In the past, the Court has examined the alleged violation of the rights of individuals in their capacities as stockholders and as media company workers, where these individuals were exercising, through legal persons, their rights to property (in the case of the stockholders) and to freedom of expression (in the case of the media company workers). In the first case, Ivcher Bronstein Vs. Perú (2001), the Court differentiated between the rights of a company’s stockholders and those of the company itself, noting that the stockholders had certain direct rights through their membership in the company, including, for example, rights over their individual dividends (par. 114). In the second case, Granier et al. (Radio Caracas Television) vs. Venezuela (2015), the Court pointed out that media companies are means for the exercise of the right to freedom of expression of those individuals (including its own workers) who use those companies as a platform from which to spread their ideas or information (par. 115).
Given the advisory nature of the opinion, the Court did not anticipate how other rights may fare under this sort of analysis, merely noting that, just as it analyzed the right to property and the right to freedom of expression when those rights were implicated in concrete contentious cases, so will it analyze other rights when they themselves are implicated in concrete contentious cases. The Court did, however, point out that the key of the analysis is that the right in question must involve a direct and essential relation between the natural person requiring the Inter-American System’s protection and the legal person through which the violation occurred. Therefore, a simple link between the natural person and the legal person will not be enough to warrant the conclusion that the rights being defended are those of a natural person and not a legal person. In particular, the natural person’s participation in the activities of the legal person must be substantially related to the allegedly violated rights (par. 119). This gives prospective petitioners a useful preliminary measure with which to gauge their situations.

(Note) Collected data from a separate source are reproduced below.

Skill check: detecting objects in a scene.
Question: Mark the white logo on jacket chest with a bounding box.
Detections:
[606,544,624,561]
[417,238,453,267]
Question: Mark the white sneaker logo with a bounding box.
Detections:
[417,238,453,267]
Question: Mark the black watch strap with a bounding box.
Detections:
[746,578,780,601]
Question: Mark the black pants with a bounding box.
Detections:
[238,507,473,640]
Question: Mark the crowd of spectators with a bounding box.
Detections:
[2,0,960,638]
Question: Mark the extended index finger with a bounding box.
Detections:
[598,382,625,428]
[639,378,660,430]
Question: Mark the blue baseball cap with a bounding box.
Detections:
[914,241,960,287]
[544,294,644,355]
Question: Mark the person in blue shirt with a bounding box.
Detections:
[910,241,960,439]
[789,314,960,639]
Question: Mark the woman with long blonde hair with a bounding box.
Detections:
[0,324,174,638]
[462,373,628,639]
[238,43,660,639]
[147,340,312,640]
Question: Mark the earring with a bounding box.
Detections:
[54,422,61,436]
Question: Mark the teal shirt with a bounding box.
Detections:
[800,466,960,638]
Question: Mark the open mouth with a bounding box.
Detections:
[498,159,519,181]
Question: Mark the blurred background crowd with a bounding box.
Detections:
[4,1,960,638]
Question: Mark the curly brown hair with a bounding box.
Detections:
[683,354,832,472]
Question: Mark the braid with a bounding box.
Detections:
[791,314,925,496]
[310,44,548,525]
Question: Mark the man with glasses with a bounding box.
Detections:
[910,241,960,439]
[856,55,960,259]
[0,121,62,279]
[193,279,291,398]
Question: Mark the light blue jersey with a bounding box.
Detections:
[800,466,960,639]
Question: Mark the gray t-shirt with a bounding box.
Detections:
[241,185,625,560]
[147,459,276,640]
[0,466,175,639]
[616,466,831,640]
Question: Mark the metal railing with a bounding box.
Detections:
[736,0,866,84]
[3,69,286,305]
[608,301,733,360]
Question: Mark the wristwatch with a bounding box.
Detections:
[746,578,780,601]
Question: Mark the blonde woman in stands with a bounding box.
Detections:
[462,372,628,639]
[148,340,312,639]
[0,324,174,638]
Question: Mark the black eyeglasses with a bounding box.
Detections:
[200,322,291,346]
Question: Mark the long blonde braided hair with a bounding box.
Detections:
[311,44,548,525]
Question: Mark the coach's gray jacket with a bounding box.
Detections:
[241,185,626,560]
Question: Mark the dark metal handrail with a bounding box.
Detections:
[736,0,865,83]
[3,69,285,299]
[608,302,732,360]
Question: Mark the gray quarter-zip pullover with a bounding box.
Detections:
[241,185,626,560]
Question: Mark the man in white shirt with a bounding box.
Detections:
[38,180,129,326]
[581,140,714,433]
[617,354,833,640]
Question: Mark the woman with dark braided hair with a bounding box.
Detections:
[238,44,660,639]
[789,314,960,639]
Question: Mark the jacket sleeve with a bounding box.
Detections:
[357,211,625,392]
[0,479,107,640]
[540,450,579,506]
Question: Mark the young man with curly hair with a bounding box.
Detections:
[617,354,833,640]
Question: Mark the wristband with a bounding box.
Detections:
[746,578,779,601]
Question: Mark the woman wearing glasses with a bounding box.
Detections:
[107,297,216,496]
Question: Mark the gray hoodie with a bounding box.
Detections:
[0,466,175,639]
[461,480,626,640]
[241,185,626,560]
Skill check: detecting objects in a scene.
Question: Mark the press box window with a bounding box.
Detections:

Overall, the Inter-American Court of Human Rights has used Panama’s advisory request in a strategic manner to reiterate its purpose of “safeguarding the essential rights of man in the American continent.” Given the growing presence and bargaining power of corporations in the Americas, the Court has taken an important step in explicitly outlining the key differences between natural and legal persons with regards to the Inter-American System, thereby safeguarding future victims’ human rights and access to the System itself.
[1] Article 1. Obligation to Respect Rights
- The States Parties to this Convention undertake to respect the rights and freedoms recognized herein and to ensure to all persons subject to their jurisdiction the free and full exercise of those rights and freedoms, without any discrimination for reasons of race, color, sex, language, religion, political or other opinion, national or social origin, economic status, birth, or any other social condition.
- For the purposes of this Convention, «person» means every human being.